Tiarma mulai mengeksplorasi batik sejak tahun 1997. Mulai dari batik Jambi, batik Indramayu, Bahkan mengeksplorasi batik Jawa dipadu dengan gaya Harujuku pada tahun 2008.
“Pada karya Tiarma selalu terjadi fusion. Fusion antara yang tradisional dengan yang baru, fusion antara kain Indonesia dengan budaya global, dan fusion antara batik yang sudah ada dengan gaya dari batik desainnya sendiri”, ujar Anna Sungkar, kurator dalam pameran ini.
Dalam pamerannya kali ini, Ama panggilan akrabnya, tidak megambil secara spesifik gaya batik tertentu namun lebih menekankan pada ekplorasi bentuk flora dan fauna menjadi bentuk baru sesuai imajinasinya. Mulai dari corak flora dan fauna yang ada pada batik pesisir pulau Jawa, Batik Lasem dengan corak burung merak dan naga, batik Pekalongan dengan bentuk kupu-kupu dan capung, serta batik Cirebon dengan bentuk singa, buroq, wayang dan garuda. Sementara tumbuhan yang muncul di sela-sela binatang sebagai elemen dekorasi biasanya daun atau bunga kawung, mawar, jahe dan kelapa.

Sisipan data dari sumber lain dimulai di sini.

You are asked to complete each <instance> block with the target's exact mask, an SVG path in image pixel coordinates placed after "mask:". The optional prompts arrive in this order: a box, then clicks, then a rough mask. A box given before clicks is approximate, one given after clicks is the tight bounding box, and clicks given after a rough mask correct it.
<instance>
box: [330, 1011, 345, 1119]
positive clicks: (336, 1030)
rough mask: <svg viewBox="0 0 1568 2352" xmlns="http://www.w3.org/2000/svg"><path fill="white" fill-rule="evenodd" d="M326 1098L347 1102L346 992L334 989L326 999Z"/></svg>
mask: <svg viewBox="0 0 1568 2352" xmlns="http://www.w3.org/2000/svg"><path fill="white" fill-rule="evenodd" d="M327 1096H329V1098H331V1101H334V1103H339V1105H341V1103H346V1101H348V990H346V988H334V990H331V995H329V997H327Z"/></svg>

Dalam pameran ini ada 4 kelompok karya. Pertama karya dalam kelompok bingkai dalam satu lukisan. Di dalamnya kita jumpai motif-motif seperti daun, rusa, macan, gajah, wayang, rumah joglo, perisai, binatang hybrid berkepala wayang, barong, dan sebagainya. Dalam gambar binatang atau benda-benda pada kelompok ini dilukis dengan detail menggunakan warna-warna lembut. Berbeda dengan warna batik pada umumnya, dimana batik Pesisir Utara Jawa sering menggunakan warna cerah dan batik Jogja – Solo sering menggunakan warna kecoklatan. Di sinilah letak seni kontemporer yang ditampilkan oleh Tiarma.
Kelompok kedua adalah kelompok lukisan flora dan fauna dan bingkai-bingkai kecil. Disini makin tertegaskan ciri khas Tiarma yang gemar menggunakan ‘frame dalam frame’ dimana bingkai di dalam sebuah bingkai menegaskan sekaligus membuat penikmat karyanya fokus terhadap obyek dalam bingkai dalam baru kemudian melihat bingkai luarnya yang kadang kontradiktif dalam warna namun disambungkan dengan bentuk corak batik antara dua bingkai tersebut.
Kelompok ketiga adalah kelompok karya gambar menggunakan tinta Cina, yang didalamnya mengeksplorasi obyek tidak hanya flora dan fauna bahkan mahluk tak kasat mata juga digambarkan dalam wana monokrom, hitam dan putih.
Kelompok keempat adalah lukisan dalam bingkai besar. Yang menarik tidak hanya gamnya yang menggunakan warna biru merah dan hitam putih, tetapi juga karya-karya dalam kelompok ini dapat dilihat lebih interaktif lagi melalui teknologi augmented reality. Karya-karya ini kelihatan bergerak, menghidupkan makna dalam ketiga karya yang ada, yaitu Tracing The Dignity of Batik, My Hope dan Singa Barong. Dengan ukuran masing-masing lebar lebih dari 1 meter.
Batik dalam media kanvas memang lepas dari fungsi tradisionalnya, namun bagi Tiarma justru akan memberikan narasi berbeda dan lebih luas serta lebih emosional. Bahkan saat dipadukan dengan teknologi augmented reality, tentu akan menarik lebih banyak kaum generasi digital dengan pengalaman yang berbeda.
“Bagi saya teknologi kekinian dan gaya tradisional dalam batik justru saling melengkapi. Teknologi akan memperluas apresiasi akan batik, sebaliknya para penggemarnya akan mencari bentuk-bentuk dasar dari batik itu sendiri,“ kata lulusan Royal Melbourne Institute of Technology (RMIT) dalam bidang Desain Fesyen yang menerima beasiswa STINT (The Swedish Foundation for International Cooperation in Research & Higher Education) untuk program Magister dalam Desain Fesyen dan Tekstil di Universitas Borås, Swedia ini.
“Justru dengan penggunaan teknologi seperti digitalisasi bahkan NFT akan membuka peluang ekonomi baru dan memperkuat pelestarian batik itu sendiri , “ pungkasnya.